In the biggest bulk release of “Star Wars” content since the streamer’s launch, several “Star Wars” TV spinoffs from the 1970s, 1980s and 2000s will debut on Disney Plus on April 2. Among them will be the animated short “The Story of the Faithful Wookiee” — featuring the debut of bounty hunter Boba Fett — that played in the middle of the live-action “Holiday Special” when it first aired on CBS on 1978.
Joining “Faithful Wookiee” will be two TV movies featuring the cuddly Ewoks, 1984’s “Caravan of Courage: An Ewok Adventure” and 1985’s “Ewoks: The Battle for Endor”; the animated “Ewoks” TV series that aired from 1985 to 1986; and the animated “Star Wars: Clone Wars” TV micro-series from Genndy Tartakovsky that aired on Cartoon Network from 2003 to 2005.
These spinoffs have lived in the hearts of hardcore “Star Wars” fans largely because many have been difficult to find, no more so than “The Star Wars Holiday Special.” Starring Mark Hamill, Harrison Ford and Carrie Fisher, the program, which did not involve creator George Lucas, was immediately panned as a slap-shod cash grab. While the “Holiday Special” has been known to crop up on YouTube every so often, it’s never been officially released in any format.
“The Story of the Faithful Wookiee,” however, has been widely considered to be the best part of the “Holiday Special,” in large part because it marks the debut of Boba Fett, who later appeared in live-action in 1980’s “Star Wars: The Empire Strikes Back.” Lucasfilm even included “Faithful Wookiee” as an easter egg on the 2011 Blu-ray release of the first six “Star Wars” features. (A live-action TV series about the character, “The Book of Boba Fett,” is due to premiere on Disney Plus at the end of the year.)
After debuting on ABC as “The Ewok Adventure” in 1984, the 90-minute special was released in theaters internationally as “Caravan of Courage: An Ewok Adventure.” Other than Warwick Davis reprising his role as the Ewok Wicket from 1983’s “Star Wars: Return of the Jedi,” neither “Caravan of Courage” nor its sequel the following year, “Ewoks: The Battle for Endor,” reference “Star Wars” mythology in any substantive way. The animated “Ewoks” TV series took a similar approach.
“Star Wars: Clone Wars,” by contrast, was deeply tied to the prequel trilogy. Set between 2002’s “Star Wars: Attack of the Clones” and 2005’s “Star Wars: Revenge of the Sith,” the first two seasons of “Clone Wars” were comprised of three-to-five-minute-long, action-heavy animated shorts, tracking the characters of Obi-Wan Kenobi and Anakin Skywalker. Season 3 of the show expanded the storytelling to five, 12-minute long episodes. (In 2008, Lucasfilm revived “The Clone Wars” as a more traditional animated series without Tartakovsky’s involvement; that show ended its run on Disney Plus in May 2020.)
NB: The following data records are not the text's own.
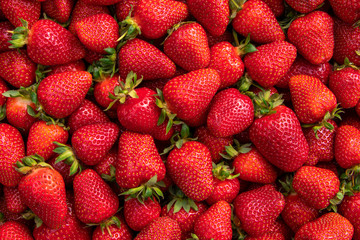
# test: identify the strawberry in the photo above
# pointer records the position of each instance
(162, 228)
(350, 209)
(215, 222)
(14, 10)
(311, 98)
(48, 43)
(140, 214)
(17, 68)
(98, 32)
(196, 184)
(257, 19)
(347, 146)
(213, 15)
(329, 226)
(13, 200)
(12, 149)
(42, 189)
(275, 59)
(82, 10)
(316, 186)
(258, 209)
(63, 89)
(313, 36)
(230, 113)
(189, 95)
(94, 199)
(345, 84)
(280, 139)
(145, 60)
(13, 230)
(303, 67)
(188, 46)
(296, 213)
(87, 113)
(41, 137)
(60, 10)
(131, 160)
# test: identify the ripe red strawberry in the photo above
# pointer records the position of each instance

Curiously, rather than make a splashy announcement of the release of all this long-lost “Star Wars” content, Disney quietly included the titles among its list of material coming to Disney Plus in April. A spokesperson for Lucasfilm did not immediately respond to a request for comment from Variety, but io9 is reporting that there aren’t any further plans to release more of the “Holiday Special” beyond the Boba Fett animated short.